S.T. Lee Lecture 2008
Through a crevasse darkly: An update on the future of the Antarctic ice sheet
Professor Richard Alley (via Live Video-Link), 20 May 2008
Evan Pugh Professor of Geosciences, The Pennsylvania State University, United States
Synopsis of lecture
Recent rapid changes have dispelled the comfortable view of a coldly aloof Antarctic ice sheet largely ignoring changes in its surroundings. Many new discoveries show that elements of Antarctic ice cover are surprisingly sensitive to warming and could accelerate sea-level rise. Even slight warming of water beneath ice shelves can speed ice flow to the ocean, as can puddling of meltwater on top of ice shelves to wedge open crevasses. In the warmer distant past tens of millions of years ago the whole ice sheet was smaller and more dynamic, but even as recently as 3-5 million years ago new geological records indicate a notable reduction or disappearance of the smaller West Antarctic Ice Sheet when global average temperature was only 2-3ºC warmer than today. Yet, translating these new results into useful predictions remains difficult, with no consensus on whether future changes in the ice sheet will be fast enough to matter to modern policymakers. In the words of the IPCC "...understanding...is too limited to...provide a best estimate or an upper bound for sea level rise". Fortunately, that understanding is coming, and useful projections may become possible soon.

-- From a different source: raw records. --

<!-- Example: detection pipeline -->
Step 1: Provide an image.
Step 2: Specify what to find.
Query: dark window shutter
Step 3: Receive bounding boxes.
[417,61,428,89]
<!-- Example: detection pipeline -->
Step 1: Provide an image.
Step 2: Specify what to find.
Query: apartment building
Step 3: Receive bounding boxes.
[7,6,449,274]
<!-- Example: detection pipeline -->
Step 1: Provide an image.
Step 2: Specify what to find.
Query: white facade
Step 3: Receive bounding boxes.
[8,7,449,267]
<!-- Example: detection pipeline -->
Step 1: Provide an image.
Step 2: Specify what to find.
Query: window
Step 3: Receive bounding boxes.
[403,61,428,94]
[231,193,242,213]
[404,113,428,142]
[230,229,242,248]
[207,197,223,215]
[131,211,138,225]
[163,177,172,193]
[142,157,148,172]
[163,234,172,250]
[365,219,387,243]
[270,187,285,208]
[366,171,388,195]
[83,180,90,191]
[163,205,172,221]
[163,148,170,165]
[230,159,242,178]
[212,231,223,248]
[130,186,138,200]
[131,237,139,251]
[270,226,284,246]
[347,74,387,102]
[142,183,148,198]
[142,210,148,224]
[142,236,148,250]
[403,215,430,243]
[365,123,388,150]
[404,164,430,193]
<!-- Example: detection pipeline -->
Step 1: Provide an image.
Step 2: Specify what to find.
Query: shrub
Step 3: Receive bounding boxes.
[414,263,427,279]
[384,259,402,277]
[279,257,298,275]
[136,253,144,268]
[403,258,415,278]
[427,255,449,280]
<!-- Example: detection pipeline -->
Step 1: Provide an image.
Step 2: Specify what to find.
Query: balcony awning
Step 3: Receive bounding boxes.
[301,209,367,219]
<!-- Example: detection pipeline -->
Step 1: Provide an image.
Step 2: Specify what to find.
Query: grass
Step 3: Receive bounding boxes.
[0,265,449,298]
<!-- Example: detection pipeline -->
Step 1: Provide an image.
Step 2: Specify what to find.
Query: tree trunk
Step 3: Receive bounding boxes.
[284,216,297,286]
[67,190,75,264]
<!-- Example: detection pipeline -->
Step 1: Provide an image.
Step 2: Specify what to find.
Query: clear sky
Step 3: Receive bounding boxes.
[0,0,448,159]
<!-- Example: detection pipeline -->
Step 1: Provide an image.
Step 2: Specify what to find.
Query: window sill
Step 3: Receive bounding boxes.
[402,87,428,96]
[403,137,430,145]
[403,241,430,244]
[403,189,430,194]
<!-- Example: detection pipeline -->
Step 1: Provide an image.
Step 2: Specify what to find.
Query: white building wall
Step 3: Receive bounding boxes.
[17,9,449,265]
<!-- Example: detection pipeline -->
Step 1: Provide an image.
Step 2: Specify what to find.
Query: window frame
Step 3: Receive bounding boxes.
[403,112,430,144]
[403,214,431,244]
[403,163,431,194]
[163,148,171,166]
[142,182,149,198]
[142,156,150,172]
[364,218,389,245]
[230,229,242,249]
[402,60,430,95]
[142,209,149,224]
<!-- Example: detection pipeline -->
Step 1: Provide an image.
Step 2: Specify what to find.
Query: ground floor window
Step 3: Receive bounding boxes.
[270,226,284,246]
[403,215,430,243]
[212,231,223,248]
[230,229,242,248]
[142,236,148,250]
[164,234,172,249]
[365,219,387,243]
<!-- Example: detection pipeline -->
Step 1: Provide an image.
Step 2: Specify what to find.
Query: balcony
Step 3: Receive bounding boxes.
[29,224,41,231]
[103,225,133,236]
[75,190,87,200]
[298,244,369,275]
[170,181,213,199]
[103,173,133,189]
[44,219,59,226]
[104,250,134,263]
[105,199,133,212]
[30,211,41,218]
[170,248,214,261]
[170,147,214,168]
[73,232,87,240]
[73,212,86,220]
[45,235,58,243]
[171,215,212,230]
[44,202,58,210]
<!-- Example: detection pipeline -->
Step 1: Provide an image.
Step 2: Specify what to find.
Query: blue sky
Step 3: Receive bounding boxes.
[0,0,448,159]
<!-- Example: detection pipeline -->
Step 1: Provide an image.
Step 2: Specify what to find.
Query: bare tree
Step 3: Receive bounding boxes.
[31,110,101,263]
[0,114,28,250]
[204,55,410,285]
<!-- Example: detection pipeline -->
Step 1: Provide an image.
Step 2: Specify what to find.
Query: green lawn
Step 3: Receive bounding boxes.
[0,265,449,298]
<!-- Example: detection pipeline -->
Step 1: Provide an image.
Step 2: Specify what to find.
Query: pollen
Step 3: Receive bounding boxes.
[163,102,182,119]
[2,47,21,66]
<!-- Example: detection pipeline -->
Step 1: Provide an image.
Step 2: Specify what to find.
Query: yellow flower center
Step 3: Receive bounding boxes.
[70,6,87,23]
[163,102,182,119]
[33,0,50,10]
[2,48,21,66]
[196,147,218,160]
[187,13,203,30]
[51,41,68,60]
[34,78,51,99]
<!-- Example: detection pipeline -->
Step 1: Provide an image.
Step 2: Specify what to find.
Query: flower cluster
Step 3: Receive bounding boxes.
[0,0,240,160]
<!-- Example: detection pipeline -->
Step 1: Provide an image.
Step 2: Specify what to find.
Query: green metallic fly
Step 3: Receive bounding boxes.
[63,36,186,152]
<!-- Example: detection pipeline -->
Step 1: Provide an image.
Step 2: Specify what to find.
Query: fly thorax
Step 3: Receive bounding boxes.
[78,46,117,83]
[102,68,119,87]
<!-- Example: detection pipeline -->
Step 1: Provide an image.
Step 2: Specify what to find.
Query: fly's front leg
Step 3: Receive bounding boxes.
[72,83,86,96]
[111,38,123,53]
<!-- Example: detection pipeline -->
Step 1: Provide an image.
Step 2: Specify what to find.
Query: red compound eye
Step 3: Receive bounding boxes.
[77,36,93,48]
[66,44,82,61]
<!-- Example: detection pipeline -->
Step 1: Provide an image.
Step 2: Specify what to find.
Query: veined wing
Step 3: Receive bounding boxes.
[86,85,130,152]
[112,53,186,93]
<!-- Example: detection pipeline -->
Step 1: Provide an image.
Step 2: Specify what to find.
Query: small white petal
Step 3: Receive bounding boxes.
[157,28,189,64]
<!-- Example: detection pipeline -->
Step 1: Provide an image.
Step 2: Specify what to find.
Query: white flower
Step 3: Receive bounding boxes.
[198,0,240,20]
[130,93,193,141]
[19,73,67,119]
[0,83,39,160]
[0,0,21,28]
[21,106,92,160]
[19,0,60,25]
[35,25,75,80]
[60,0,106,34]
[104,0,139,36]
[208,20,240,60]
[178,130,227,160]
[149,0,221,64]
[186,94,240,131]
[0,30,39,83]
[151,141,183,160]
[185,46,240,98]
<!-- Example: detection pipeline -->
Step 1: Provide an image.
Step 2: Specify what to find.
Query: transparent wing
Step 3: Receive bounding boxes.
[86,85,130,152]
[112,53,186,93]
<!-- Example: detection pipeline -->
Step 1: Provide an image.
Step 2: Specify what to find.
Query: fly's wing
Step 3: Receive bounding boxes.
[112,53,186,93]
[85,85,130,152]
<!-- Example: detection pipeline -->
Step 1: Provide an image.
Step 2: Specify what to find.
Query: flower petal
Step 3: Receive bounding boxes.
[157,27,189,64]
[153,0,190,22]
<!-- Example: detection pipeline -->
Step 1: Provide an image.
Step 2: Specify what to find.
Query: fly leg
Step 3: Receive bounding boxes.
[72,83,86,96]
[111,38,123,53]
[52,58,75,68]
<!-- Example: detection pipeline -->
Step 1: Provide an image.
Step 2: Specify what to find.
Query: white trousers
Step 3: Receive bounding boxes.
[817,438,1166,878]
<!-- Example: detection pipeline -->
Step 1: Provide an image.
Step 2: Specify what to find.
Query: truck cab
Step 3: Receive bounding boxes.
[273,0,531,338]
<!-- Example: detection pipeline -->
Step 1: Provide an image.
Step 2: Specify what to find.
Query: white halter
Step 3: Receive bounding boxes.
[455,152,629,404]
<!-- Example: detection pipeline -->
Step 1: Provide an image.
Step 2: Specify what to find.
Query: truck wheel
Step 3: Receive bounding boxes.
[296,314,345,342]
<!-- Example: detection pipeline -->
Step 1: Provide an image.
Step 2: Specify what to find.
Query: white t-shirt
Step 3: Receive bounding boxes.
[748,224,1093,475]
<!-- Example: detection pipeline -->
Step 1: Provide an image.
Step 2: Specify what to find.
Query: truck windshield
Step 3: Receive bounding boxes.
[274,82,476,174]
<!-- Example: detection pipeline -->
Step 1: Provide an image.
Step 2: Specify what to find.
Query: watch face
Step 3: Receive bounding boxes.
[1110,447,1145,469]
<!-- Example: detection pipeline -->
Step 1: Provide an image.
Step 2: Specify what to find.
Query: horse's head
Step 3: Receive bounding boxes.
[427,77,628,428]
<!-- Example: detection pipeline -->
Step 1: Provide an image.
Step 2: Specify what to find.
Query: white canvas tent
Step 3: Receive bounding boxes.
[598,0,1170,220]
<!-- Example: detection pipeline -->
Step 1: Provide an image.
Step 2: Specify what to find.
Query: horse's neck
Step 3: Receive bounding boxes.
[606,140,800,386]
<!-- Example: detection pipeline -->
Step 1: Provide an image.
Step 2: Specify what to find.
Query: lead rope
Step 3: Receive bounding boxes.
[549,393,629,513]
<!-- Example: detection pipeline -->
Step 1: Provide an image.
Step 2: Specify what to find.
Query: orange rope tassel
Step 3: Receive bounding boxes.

The lecture was followed by a panel discussion led by:
Panels members included:
Richard Alley is Evan Pugh Professor of Geosciences at The Pennsylvania State University, where he has worked since 1988. He teaches and conducts research on the climatic records, flow behaviour, and sedimentary deposits of large ice sheets, notably Greenland and Antarctica. He has authored over 170 refereed scientific publications, and has been particularly successful in advancing understanding of the behaviour of ice sheets, glaciers and ice shelves. His scientific awards include the Revelle Medal of the American Geophysical Union and Fellowship in the Union and the first Agassiz Medal of the European Geosciences Union. Richard is very candid about the many unknowns concerning global warming and its effects, earning him respect from those on both sides of the issue. He has appeared in numerous television documentaries on climate change and has given many public presentations and media interviews about the subject. His popular account of climate change and ice cores, The Two-Mile Time Machine, was chosen science book of the year by Phi Beta Kappa in 2001. Richard has served on a variety of advisory panels and steering committees, and has been either a contributing or lead author for the last three Assessment Reports of the UN Intergovernmental Panel on Climate Change (1995, 2001, 2007).